1876 African American newspaper in Kansas

The Colored Radical was an African American newspaper in Kansas. It was the first black newspaper in the state and was published in Lawrence and Leavenworth for just under three months in 1876. The paper supported the Kansas Republican Party during the that year's elections, argued against racial segregation, and reported on lynchings like the Hamburg massacre in Hamburg, South Carolina. Following the conclusion of the elections, the paper dissolved, and only five of its fourteen issues are extant.

== Publication and contents ==
The Colored Radical was the first black newspaper in the state of Kansas, published jointly in Lawrence and Leavenworth. T. W. Henderson and A. T. Williams were its editors, both of them black ministers. It was first published on August 24, 1876, in the aftermath of the Emancipation Proclamation and the subsequent flight of black people out of the American South into Kansas. A subscription to the paper cost $0.50, and it was produced by the same printers as the Kansas Daily Tribune.

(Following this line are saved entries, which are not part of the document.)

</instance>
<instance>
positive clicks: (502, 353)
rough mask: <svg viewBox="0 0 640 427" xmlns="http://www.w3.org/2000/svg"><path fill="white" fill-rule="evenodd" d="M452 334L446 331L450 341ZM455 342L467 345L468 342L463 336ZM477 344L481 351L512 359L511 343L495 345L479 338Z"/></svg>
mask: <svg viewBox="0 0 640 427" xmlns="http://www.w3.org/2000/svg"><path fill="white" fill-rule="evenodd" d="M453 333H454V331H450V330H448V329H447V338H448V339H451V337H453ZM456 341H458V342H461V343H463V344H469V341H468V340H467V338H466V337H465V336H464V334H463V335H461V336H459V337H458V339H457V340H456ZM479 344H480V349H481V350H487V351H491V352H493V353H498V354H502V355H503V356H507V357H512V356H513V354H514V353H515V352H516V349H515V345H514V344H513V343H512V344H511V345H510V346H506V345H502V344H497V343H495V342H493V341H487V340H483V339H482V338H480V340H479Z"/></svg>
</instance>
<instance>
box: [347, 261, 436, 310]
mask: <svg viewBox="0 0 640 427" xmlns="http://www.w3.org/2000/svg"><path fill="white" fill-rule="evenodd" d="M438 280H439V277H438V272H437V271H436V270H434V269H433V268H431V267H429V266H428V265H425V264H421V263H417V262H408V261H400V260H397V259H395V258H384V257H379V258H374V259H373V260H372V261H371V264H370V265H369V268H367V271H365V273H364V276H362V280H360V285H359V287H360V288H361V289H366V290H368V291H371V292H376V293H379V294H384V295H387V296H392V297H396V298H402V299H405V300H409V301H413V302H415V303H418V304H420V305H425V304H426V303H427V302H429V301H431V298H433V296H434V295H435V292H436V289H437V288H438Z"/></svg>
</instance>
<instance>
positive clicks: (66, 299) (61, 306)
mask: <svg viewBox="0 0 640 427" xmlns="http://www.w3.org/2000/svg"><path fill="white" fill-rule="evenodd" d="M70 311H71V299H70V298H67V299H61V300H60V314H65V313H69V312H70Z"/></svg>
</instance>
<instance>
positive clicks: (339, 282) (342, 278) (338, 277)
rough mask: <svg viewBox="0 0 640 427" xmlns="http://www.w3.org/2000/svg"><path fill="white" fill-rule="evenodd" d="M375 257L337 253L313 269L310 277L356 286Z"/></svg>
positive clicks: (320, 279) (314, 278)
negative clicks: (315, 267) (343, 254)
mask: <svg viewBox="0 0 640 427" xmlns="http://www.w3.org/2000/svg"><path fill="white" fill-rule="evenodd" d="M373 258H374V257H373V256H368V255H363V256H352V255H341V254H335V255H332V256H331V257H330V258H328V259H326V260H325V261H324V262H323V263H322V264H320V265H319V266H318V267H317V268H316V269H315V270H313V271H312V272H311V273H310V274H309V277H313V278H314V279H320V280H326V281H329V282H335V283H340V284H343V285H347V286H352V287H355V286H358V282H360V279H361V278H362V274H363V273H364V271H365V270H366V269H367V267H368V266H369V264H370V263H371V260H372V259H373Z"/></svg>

It was a mouthpiece for the Kansas Republican Party in the 1876 United States elections. Its reporting base was wide geographically; as far south and east as Mississippi provided it with information. It was staunchly anti-segregation, criticizing the existence of a bipartite educational system, where white and black children would attend separate schools. It called the lynching in Hamburg, South Carolina—dubbed the Hamburg massacre—one of the "darkest chapters in American society". Although it was at times critical in tone, it also provided optimistic news for black Kansans, and urged them to become self-reliant through property acquisitions and maintenance.

The last issue of the paper was published on November 16, 1876, shortly after the elections concluded. Two years following its closure, W. L. Eagleson established a black newspaper in Fort Scott, then later Topeka, called the Colored Citizen. Henderson joined Eagleson in editing that paper. (Note: Henderson later entered politics. After failing to be nominated to run for lieutenant governor alongside John St. John, he was elected chaplain of the Kansas House of Representatives, and served two terms on the Lawrence Board of Education.) Of the fourteen issues of the Colored Radical, only five survive.